Le premier ministre Jean Charest a raison de vouloir baliser rapidement le débat sur les défusions qui, déjà, va dans toutes les directions. Alors que certains évoquent des projets de décentralisation des nouvelles villes vers les arrondissements, d'autres jonglent avec l'idée de regrouper les anciennes municipalités de l'ouest de l'île de Montréal.
S'il n'y prend garde, le gouvernement québécois perdra vite le contrôle de ce débat. On savait que le débat sur les défusions risquait de nous engager sur des voies dangereuses. Nous y sommes avec cette idée de «Westisland City», qui nous conduit tout droit à la constitution, à moyen terme, d'un ghetto où se replierait la communauté anglophone.
Il ne faut pas s'y tromper. La volonté de défusion dans l'ouest de l'île est forte. Si jamais les arrondissements de cette partie de l'île retrouvaient leur autonomie, l'étape suivante serait leur regroupement, quelques années plus tard, en une nouvelle ville pour mettre des services en commun et réduire les taxes. C'en serait alors fait du pari de l'interculturalisme sur lequel s'appuie le nouveau Montréal.

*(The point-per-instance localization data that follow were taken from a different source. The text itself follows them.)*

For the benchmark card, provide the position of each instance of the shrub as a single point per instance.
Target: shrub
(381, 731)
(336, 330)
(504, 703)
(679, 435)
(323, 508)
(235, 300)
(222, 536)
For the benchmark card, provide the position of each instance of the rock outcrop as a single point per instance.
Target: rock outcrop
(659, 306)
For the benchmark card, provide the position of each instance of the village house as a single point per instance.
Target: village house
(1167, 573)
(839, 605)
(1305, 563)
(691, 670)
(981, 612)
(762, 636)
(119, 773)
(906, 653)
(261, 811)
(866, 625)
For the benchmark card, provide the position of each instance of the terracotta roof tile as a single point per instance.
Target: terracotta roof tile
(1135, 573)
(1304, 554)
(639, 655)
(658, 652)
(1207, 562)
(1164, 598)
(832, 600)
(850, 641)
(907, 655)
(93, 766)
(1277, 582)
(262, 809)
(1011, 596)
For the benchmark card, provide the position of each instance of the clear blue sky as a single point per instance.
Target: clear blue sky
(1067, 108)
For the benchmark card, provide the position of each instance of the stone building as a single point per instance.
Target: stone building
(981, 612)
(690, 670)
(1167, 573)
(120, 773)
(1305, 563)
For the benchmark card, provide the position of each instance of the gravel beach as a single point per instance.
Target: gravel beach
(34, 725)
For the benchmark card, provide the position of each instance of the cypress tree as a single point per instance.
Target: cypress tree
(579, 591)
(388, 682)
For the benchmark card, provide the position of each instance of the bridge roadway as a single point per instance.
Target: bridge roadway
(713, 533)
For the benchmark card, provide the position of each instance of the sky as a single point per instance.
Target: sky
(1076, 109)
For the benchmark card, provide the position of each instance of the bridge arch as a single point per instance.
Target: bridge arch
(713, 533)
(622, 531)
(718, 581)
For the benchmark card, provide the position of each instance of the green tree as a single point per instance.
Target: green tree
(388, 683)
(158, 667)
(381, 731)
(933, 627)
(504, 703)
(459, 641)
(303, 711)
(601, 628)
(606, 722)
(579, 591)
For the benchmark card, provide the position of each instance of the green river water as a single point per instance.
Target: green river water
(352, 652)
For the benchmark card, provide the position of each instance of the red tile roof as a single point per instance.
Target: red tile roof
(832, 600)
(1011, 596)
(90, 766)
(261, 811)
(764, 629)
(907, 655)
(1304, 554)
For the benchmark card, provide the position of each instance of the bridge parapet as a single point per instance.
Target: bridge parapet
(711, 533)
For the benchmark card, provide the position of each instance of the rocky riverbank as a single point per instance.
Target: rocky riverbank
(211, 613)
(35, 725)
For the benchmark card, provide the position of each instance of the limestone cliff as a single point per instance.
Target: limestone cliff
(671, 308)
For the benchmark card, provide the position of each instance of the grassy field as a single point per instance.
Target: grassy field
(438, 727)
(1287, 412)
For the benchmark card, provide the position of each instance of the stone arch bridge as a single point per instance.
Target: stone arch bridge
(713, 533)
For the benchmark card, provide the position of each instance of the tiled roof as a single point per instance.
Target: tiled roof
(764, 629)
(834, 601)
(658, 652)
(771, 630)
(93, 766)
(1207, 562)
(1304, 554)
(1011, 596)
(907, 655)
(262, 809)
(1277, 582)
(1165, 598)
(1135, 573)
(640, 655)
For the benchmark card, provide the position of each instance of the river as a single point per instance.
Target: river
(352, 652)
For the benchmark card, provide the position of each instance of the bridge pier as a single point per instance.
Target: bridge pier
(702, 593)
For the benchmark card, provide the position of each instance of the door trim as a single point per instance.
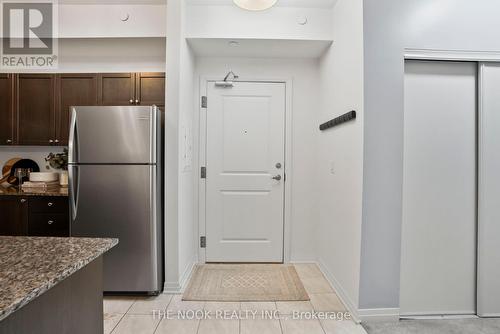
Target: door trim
(200, 122)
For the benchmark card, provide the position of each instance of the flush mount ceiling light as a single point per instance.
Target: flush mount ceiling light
(255, 4)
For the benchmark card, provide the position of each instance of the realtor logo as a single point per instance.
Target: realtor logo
(28, 34)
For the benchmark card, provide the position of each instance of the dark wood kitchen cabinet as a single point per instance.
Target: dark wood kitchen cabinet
(36, 109)
(150, 89)
(7, 119)
(73, 90)
(41, 216)
(116, 89)
(122, 89)
(13, 215)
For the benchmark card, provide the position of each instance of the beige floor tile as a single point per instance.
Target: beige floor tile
(175, 326)
(290, 307)
(301, 327)
(316, 285)
(177, 304)
(148, 304)
(136, 324)
(213, 307)
(258, 306)
(219, 327)
(326, 302)
(342, 327)
(110, 321)
(117, 304)
(260, 326)
(308, 270)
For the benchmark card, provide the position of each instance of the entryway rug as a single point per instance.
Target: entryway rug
(245, 283)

Anglophones et francophones se retrouveraient chacun de leur côté. Le danger que représente cette idée de «Westisland City» ne doit pas être sous-estimé. Déjà, ses promoteurs cherchent à lui donner une légitimité en rappelant que le rapport Bédard proposait en 1999 la création d'une municipalité unique pour la partie ouest de l'île.

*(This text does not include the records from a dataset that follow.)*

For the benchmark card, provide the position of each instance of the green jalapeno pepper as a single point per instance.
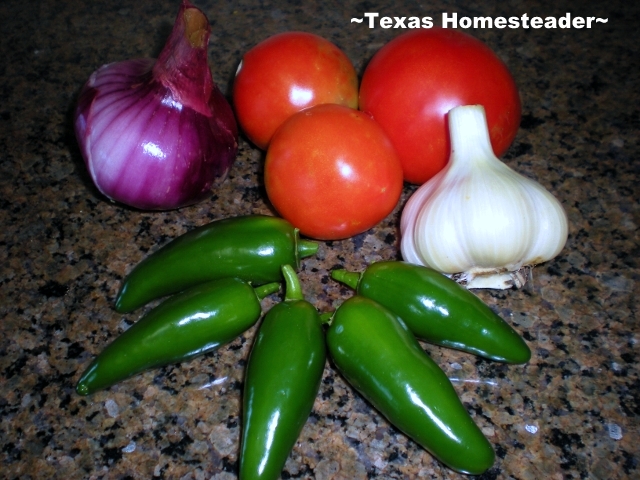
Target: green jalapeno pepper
(381, 358)
(252, 248)
(193, 322)
(282, 381)
(438, 310)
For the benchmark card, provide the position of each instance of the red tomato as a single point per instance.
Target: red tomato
(332, 172)
(414, 80)
(286, 73)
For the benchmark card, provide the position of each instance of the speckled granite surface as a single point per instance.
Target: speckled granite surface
(572, 412)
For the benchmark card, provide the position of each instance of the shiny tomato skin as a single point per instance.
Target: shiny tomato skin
(286, 73)
(332, 172)
(414, 80)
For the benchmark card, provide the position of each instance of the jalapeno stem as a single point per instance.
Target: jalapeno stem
(267, 289)
(350, 279)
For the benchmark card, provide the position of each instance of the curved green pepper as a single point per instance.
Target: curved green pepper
(186, 325)
(282, 381)
(252, 248)
(438, 310)
(382, 359)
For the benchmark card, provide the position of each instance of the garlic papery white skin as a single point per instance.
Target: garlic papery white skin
(478, 220)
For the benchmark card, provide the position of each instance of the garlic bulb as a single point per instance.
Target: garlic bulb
(477, 219)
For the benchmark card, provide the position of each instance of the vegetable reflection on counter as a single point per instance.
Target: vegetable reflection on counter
(251, 247)
(157, 134)
(282, 381)
(478, 218)
(189, 324)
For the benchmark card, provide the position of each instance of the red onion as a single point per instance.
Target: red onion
(157, 134)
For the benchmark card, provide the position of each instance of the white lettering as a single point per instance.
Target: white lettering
(427, 22)
(399, 22)
(482, 22)
(465, 22)
(414, 22)
(453, 20)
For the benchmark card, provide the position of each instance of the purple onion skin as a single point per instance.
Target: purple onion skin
(158, 134)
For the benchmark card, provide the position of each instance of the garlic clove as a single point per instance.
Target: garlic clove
(478, 219)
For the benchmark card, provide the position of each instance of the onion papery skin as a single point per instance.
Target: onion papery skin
(157, 135)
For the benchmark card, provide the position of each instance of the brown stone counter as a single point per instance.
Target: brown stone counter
(570, 413)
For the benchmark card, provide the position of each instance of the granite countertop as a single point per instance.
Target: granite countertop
(571, 412)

En fait, ce rapport recommandait de diviser l'île en cinq municipalités. Ces recommandations n'ont plus de sens maintenant que les 29 municipalités ont été regroupées en une seule.

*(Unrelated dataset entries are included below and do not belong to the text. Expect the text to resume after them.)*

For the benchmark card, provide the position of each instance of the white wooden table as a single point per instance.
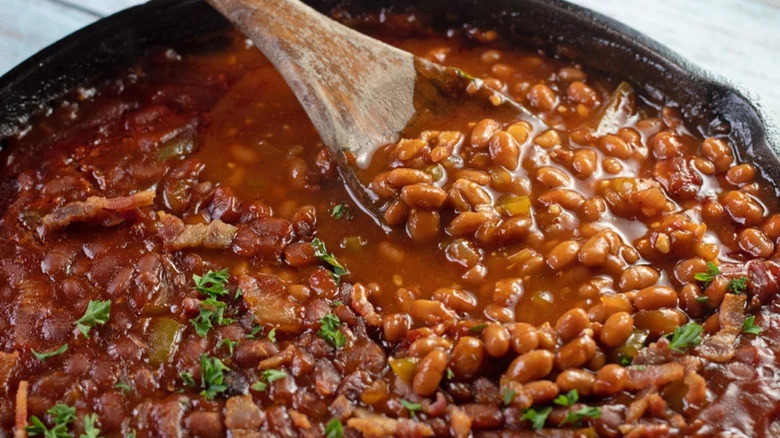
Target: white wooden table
(738, 39)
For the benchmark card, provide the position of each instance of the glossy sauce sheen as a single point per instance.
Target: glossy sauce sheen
(553, 292)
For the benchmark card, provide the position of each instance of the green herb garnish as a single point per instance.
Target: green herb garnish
(507, 395)
(330, 330)
(413, 408)
(575, 417)
(750, 327)
(337, 269)
(737, 285)
(231, 344)
(212, 376)
(47, 354)
(61, 416)
(537, 419)
(90, 429)
(341, 210)
(709, 275)
(685, 337)
(97, 313)
(334, 429)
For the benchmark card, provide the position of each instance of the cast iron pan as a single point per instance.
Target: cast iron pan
(712, 106)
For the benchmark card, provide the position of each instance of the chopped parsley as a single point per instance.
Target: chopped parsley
(737, 285)
(337, 269)
(121, 384)
(685, 337)
(341, 211)
(212, 283)
(97, 313)
(750, 327)
(575, 417)
(186, 377)
(334, 429)
(255, 331)
(271, 376)
(537, 418)
(709, 275)
(212, 311)
(330, 330)
(231, 344)
(478, 328)
(61, 416)
(90, 429)
(507, 395)
(212, 376)
(413, 408)
(47, 354)
(568, 399)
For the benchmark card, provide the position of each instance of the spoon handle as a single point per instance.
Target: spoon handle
(357, 91)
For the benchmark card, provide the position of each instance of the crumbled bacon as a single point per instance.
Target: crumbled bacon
(97, 209)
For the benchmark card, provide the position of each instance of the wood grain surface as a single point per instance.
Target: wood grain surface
(737, 39)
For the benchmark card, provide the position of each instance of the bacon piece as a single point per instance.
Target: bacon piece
(176, 235)
(98, 209)
(20, 426)
(7, 364)
(656, 375)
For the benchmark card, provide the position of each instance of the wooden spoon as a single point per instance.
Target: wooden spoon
(359, 92)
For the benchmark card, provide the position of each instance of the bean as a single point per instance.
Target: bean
(403, 177)
(425, 196)
(666, 144)
(610, 380)
(563, 254)
(576, 353)
(655, 297)
(571, 323)
(719, 152)
(685, 271)
(483, 130)
(548, 139)
(552, 177)
(421, 347)
(467, 357)
(638, 277)
(496, 339)
(742, 208)
(456, 299)
(395, 326)
(581, 93)
(423, 225)
(741, 174)
(617, 329)
(541, 391)
(542, 97)
(504, 150)
(431, 311)
(396, 213)
(574, 378)
(429, 373)
(755, 243)
(524, 337)
(615, 146)
(530, 366)
(594, 251)
(584, 162)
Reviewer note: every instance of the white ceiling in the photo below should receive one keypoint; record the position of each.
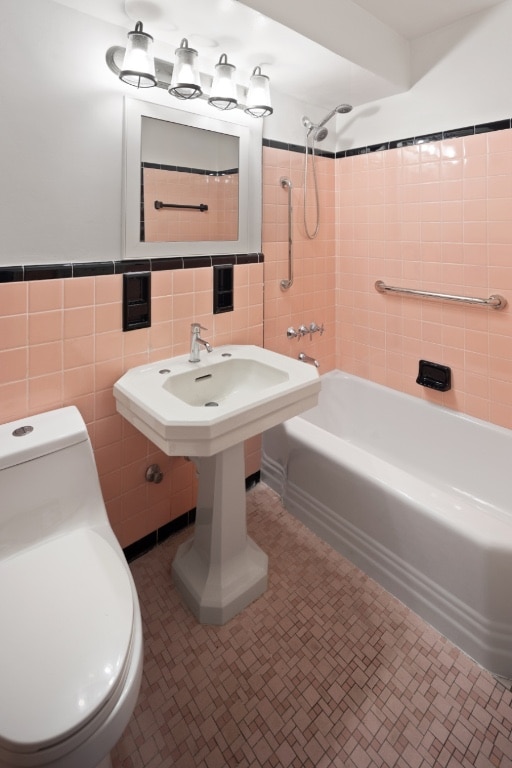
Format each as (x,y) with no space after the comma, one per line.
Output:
(414,18)
(323,51)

Le gouvernement Charest semble peu sensible à ce danger. Au-delà du fait qu'il soit redevable au lobby des défusionnistes, il faut noter que contrairement à certains gouvernements précédents, celui-ci est fort peu montréalais. En excluant Philippe Couillard, un citoyen des Cantons-de-l'Est parachuté dans Mont-Royal, seuls six ministres sur 25 représentent des comtés de l'île, dont seulement deux sont de l'ancienne ville de Montréal. Dans ce cabinet, il est difficile de voir qui croit vraiment à la nécessité de forger, à travers la nouvelle ville, une véritable identité montréalaise qui transcende les groupes linguistiques.
Pour les raisons qui sont les siennes, le gouvernement Charest n'apparaît pas disposé à prendre fermement position sur l'avenir de Montréal. Il se contentera, apparemment, de semer des obstacles sur la route des défusionnistes. Un jour, on apprend ainsi de la bouche du premier ministre que les villes défusionnées auront à assumer une taxe d'agglomération.
Un autre jour, par une fuite au ministère des Affaires municipales, on apprend qu'on exigera un taux minimum de participation de 50 % aux référendums sur les défusions. Cela suffira-t-il à briser la détermination des défusionnistes ? Cela reste à voir.
On ne saurait cependant reprocher au gouvernement libéral de ne pas faire une défense plus vigoureuse du nouveau Montréal lorsque, sur le terrain, les partisans de la nouvelle ville sont silencieux, sinon amorphes. Ne serait-ce pas aux Montréalais eux-mêmes à manifester en premier leur attachement à leur ville ? À cet égard, le silence du maire Gérald Tremblay est désolant. On peut comprendre qu'ayant les mains liées par un caucus qui risque d'éclater, il préfère jouer de prudence. S'il ne peut pas intervenir, s'il n'ose pas prendre de risques politiques, il faudrait bien que d'autres le fassent.
Ceux qui ont cru en ce projet de fusion étaient nombreux. Qu'en pensent par exemple Pierre Bourque, Jean Doré, Yvon Lamarre et tous ces élus qui ont oeuvré à construire cette ville ? Qu'en pensent les membres de la Chambre de commerce ? Il serait temps que les amis de Montréal se regroupent et se portent à la défense de leur ville.